Il fallait voir la cour de la bibliothèque, ombragée sous un grand amandier, se peupler d’une assistance nombreuse, tous âges confondus, venue célébrer l’événement. Lectures de textes, chants de troubadours, performances de slameurs et de diseurs, pas de danse… Tout était réuni pour un de ces «après-midi sans fin» chers à Dany Laferrière, et qui se prolongea tard le soir.
Des livres en liberté
Toute l’année, le valeureux Clément Benoit II parvient à faire venir les auteurs haïtiens dans sa bibliothèque. Et s’ils ne viennent pas jusqu’à lui, c’est lui qui se déplace: son opération itinérante «Livres en liberté», parvient dans chaque ville du pays à réunir une foule demandeuse de rencontres, et de livres. Le fondateur regarde aussi tout à côté de chez lui, et fait circuler les ouvrages à dos d’âne pour alimenter en nourritures spirituelles les plus petits villages entourant Limbé.

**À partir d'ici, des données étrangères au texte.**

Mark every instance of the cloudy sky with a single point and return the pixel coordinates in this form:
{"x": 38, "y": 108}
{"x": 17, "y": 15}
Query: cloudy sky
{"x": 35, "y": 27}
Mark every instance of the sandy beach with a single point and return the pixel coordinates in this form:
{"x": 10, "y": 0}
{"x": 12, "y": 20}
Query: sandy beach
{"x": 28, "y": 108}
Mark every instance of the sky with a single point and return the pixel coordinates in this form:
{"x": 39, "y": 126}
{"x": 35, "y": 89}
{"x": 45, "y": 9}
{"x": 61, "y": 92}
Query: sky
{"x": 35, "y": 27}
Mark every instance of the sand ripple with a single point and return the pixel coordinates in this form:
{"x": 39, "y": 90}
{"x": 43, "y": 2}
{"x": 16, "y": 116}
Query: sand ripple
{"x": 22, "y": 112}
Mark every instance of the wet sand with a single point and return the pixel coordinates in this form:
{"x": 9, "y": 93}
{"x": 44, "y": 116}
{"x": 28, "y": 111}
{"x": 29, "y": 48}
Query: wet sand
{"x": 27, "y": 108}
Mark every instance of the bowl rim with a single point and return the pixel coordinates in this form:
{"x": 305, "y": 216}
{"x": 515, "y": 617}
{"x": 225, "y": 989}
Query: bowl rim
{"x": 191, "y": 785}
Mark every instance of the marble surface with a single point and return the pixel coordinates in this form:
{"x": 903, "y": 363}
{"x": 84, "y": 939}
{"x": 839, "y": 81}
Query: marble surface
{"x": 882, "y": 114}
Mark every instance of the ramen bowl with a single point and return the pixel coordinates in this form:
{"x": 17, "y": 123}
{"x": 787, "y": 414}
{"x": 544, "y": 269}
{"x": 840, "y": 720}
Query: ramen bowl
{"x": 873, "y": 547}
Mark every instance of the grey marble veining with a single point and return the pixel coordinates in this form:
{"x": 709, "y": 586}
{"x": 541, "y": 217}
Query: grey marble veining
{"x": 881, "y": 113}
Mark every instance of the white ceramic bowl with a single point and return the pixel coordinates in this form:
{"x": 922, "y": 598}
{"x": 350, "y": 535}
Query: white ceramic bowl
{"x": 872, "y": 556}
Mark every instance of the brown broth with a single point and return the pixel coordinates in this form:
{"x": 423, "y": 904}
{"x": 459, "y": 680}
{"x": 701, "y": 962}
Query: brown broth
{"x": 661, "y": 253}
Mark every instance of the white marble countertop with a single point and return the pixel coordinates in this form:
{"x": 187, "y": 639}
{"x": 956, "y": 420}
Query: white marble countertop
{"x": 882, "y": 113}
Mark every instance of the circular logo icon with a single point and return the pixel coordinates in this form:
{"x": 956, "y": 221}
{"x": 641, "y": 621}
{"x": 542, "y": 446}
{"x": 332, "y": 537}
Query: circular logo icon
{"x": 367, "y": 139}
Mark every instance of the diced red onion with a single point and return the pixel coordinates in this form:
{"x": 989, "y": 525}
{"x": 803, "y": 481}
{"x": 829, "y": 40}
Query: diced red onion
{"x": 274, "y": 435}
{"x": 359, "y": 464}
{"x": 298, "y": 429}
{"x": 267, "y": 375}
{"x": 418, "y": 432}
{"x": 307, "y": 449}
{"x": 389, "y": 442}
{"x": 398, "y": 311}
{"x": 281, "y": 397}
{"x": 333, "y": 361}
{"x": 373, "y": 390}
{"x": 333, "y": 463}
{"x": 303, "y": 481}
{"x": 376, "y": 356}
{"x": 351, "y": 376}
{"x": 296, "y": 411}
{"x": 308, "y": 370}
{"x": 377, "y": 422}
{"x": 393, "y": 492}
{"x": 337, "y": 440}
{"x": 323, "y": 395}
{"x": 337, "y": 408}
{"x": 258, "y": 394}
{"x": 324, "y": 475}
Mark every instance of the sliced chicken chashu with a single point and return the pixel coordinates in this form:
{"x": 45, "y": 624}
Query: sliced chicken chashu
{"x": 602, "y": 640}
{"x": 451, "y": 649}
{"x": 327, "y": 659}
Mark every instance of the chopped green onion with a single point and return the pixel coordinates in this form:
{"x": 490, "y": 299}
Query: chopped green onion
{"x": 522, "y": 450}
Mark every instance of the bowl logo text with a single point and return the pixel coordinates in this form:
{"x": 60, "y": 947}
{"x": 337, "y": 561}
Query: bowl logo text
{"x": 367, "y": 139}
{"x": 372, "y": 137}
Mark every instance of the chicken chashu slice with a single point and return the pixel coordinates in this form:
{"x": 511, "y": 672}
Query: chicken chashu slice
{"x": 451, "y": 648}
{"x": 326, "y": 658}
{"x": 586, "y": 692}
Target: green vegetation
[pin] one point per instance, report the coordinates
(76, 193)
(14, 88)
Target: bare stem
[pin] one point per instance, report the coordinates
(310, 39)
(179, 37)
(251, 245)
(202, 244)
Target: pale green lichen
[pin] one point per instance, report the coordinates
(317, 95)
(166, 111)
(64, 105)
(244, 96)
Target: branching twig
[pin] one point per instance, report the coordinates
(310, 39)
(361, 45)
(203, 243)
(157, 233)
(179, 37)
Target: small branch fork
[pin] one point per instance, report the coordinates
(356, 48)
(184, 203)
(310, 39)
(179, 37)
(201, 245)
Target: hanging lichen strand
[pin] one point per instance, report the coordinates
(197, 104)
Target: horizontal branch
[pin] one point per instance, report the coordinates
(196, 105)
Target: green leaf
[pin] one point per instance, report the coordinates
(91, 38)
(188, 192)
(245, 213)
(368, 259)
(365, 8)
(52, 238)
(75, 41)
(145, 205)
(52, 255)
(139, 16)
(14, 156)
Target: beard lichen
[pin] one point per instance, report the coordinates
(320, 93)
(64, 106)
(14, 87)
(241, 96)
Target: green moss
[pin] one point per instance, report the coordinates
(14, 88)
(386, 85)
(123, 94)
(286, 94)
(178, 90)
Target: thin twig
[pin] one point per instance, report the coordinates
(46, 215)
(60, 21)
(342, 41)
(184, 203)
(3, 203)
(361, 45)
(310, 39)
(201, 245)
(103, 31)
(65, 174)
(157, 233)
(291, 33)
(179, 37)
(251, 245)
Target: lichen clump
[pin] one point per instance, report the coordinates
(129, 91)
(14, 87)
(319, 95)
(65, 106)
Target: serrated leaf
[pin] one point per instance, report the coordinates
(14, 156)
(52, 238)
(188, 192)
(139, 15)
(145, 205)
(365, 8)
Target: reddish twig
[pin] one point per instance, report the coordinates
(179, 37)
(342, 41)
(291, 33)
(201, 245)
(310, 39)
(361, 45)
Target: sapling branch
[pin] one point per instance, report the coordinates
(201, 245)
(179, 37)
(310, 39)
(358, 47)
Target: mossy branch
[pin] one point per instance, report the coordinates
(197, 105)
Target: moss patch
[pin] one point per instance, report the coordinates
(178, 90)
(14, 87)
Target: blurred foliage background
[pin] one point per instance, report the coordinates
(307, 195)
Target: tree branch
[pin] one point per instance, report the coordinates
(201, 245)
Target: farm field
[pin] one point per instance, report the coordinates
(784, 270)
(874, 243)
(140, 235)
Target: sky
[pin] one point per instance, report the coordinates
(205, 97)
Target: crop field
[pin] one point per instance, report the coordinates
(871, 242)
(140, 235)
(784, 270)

Cette aventure hors du commun fait de cette ville l’une des plus culturelles d’Haïti. Elle compte une société de poètes (Sopol), développe un cinéma en plein air et peut s’enorgueillir d’être la seule cité provinciale de l’île à être dotée d’un musée, construit par un américain en même temps que l’hôpital du Bon Samaritain.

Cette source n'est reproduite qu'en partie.